Por un momento los ojos de Cliff se dilataron «Julianna en brazos de otro…». Sintió una ansiedad desconocida.
—Podríamos asegurarle un buen porvenir con un buen casamiento —seguía la condesa como si nada—, más aún si lo auspiciamos nosotros. Desde luego, tendrá mejores pretendientes si media el conde, aunque sea discretamente, claro.

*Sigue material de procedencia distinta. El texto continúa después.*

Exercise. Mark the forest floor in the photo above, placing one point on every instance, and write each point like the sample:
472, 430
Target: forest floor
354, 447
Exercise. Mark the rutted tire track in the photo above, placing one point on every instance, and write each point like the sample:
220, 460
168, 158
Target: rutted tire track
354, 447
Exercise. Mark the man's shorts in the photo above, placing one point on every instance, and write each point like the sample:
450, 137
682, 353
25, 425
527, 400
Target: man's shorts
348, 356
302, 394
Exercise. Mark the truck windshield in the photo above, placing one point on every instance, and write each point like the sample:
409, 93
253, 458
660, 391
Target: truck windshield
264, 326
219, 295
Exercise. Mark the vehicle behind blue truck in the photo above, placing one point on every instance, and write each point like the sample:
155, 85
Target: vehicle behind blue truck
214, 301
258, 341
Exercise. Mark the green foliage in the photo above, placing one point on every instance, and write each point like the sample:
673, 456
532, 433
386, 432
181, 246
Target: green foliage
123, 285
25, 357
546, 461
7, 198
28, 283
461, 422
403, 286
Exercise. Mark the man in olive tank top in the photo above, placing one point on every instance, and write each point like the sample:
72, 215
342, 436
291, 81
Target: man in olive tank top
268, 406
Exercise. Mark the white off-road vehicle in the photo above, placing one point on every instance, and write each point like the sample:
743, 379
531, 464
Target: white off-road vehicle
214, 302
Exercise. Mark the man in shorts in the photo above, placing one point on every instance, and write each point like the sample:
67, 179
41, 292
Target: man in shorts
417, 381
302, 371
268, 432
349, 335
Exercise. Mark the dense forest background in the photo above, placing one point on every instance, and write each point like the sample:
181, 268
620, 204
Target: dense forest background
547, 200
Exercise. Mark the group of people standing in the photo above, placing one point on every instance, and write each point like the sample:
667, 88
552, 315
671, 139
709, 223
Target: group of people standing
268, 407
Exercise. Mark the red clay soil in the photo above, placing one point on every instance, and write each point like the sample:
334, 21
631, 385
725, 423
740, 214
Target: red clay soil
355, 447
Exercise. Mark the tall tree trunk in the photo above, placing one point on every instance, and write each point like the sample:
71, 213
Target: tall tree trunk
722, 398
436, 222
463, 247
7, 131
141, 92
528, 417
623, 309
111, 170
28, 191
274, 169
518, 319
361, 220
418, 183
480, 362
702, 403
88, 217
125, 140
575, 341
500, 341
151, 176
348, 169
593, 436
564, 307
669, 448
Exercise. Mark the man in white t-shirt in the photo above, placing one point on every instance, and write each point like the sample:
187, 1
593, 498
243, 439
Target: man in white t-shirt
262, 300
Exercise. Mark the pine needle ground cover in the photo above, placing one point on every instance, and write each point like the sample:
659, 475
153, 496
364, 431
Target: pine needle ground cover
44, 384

Ethan intervino. Parecía querer socorrer a Cliff sin que este quedara demasiado en evidencia
—Recuerde, madre, que su padre prohibió expresamente al conde cualquier intervención en esa línea hace unos años y le instó a no inmiscuirse en el futuro de su hija, al ser este una cuestión meramente familiar y, por lo tanto, responsabilidad de su propio padre y de nadie más.
Cliff miró a su hermano, dándole las gracias en silencio, y en el rostro de Ethan asomó una leve sonrisa dándole a entender que lo había comprendido.
—Sí, es verdad —contestó con un suave hilo de voz—. Pero, en fin… Su padre… Su padre, por desgracia, ya no está y sus hermanos… Bueno, todos sabemos cómo son sus hermanos. Dudo que ellos velen adecuadamente por el interés de la señorita McBeth, no por encima del suyo propio.
Sin duda, su madre había dado en la diana. Esa era una verdad irrefutable que ni Cliff ni su hermano podrían rebatir y que, en el fondo, sabían que suponía un peligro real para Julianna, aunque ella, de seguro, intentaría defenderse de ellos con todas sus fuerzas. Cliff debía afrontar esta realidad. Eso era algo que no podía ignorar.